The Angel

by admin fsg

BENJAMIN VICTOR (1979 – )
The Angel

Bronze
There is no better person to talk about the meaning of this work than its author, the American sculptor Benjamin Victor. In a statement he sent to the Foundation, he talks about the iconological significance of this sculpture.  “Together with the famous photographer Christopher Peddecord, I met some professional dancers to take pictures of them as models for my sculptures. This Angel was inspired by the photos taken of the model and dancer Dayna Marshall. I was amazed by the way in which he was able to twirl in the air without any apparent effort, and at the same time being able to perform dynamic and at the same time soft poses. In my mind I thought of an angel with outstretched wings, floating without any weight and using the lines drawn by his fluid gestures, I composed this sculpture.

The romantic concept of the Angel speaks to us of love and death, of beauty and fragility, of timelessness and temporality. Just as a visual paradox is certainly the contrast between the young and beautiful features of the angel and his austere pose. He is a passionate but at the same time spiritual figure. It is both celestial and human to indicate that we are all both: human beings and spiritual beings as well. ” (B. Victor, 2019)

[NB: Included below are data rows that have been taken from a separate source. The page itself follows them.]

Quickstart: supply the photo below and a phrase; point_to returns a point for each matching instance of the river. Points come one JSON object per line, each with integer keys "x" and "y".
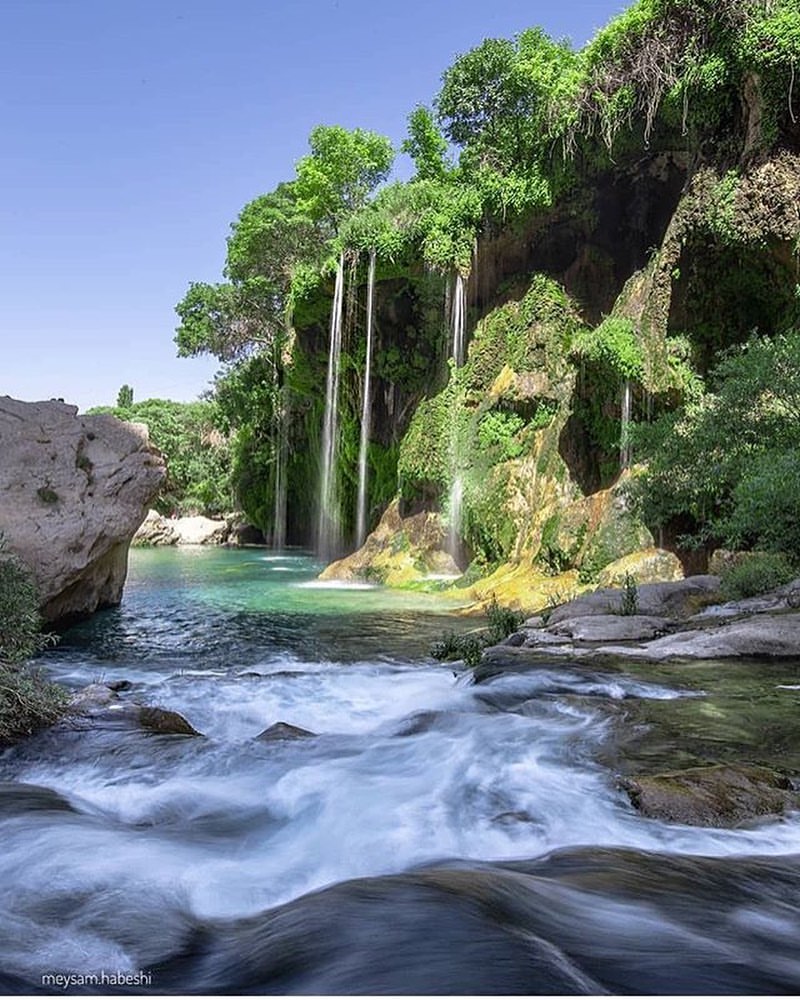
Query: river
{"x": 435, "y": 835}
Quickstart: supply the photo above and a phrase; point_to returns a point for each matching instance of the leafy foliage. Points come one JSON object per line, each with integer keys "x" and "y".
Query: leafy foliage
{"x": 756, "y": 574}
{"x": 27, "y": 701}
{"x": 197, "y": 454}
{"x": 729, "y": 459}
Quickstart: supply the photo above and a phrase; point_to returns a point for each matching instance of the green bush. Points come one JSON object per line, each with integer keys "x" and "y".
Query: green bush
{"x": 467, "y": 647}
{"x": 502, "y": 622}
{"x": 27, "y": 701}
{"x": 756, "y": 574}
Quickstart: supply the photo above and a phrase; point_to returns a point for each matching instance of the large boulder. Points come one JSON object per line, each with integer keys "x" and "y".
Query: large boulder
{"x": 398, "y": 552}
{"x": 155, "y": 530}
{"x": 73, "y": 490}
{"x": 718, "y": 795}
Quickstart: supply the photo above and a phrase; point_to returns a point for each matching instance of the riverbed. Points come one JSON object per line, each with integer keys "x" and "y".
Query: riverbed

Stylistically, the work is inspired by European art of the first half of the nineteenth century and in particular by the stylistic features developed in England by the Pre-Raphaelite current, with that language free from academic constraints and dedicated to unusual subjects, linked to the sphere of courtly sentiments , so dear to Romanticism, such as Glory, Love, Repentance and Death, as specified by the artist himself. At the beginning of the nineteenth century, the figure of the Angel becomes central to artistic iconography, merging with the other great figurative element prevailing at that time: the woman.

In that period, the two figures merge and often get confused in their meanings. The female image is seen with the dual significance of a symbol of purity and eternal damnation. Antipodes of this stereotype are in fact the Virgin Mary and the progenitor Eve, both celebrated by this artistic current, albeit in a more secular way than in the past. As well as the image of the Angel, which always has feminine features – or at least ephebic – which simultaneously becomes a symbol of both innocence and purity, but also of death: a metaphorical personification of the passage between earthly life and eternity.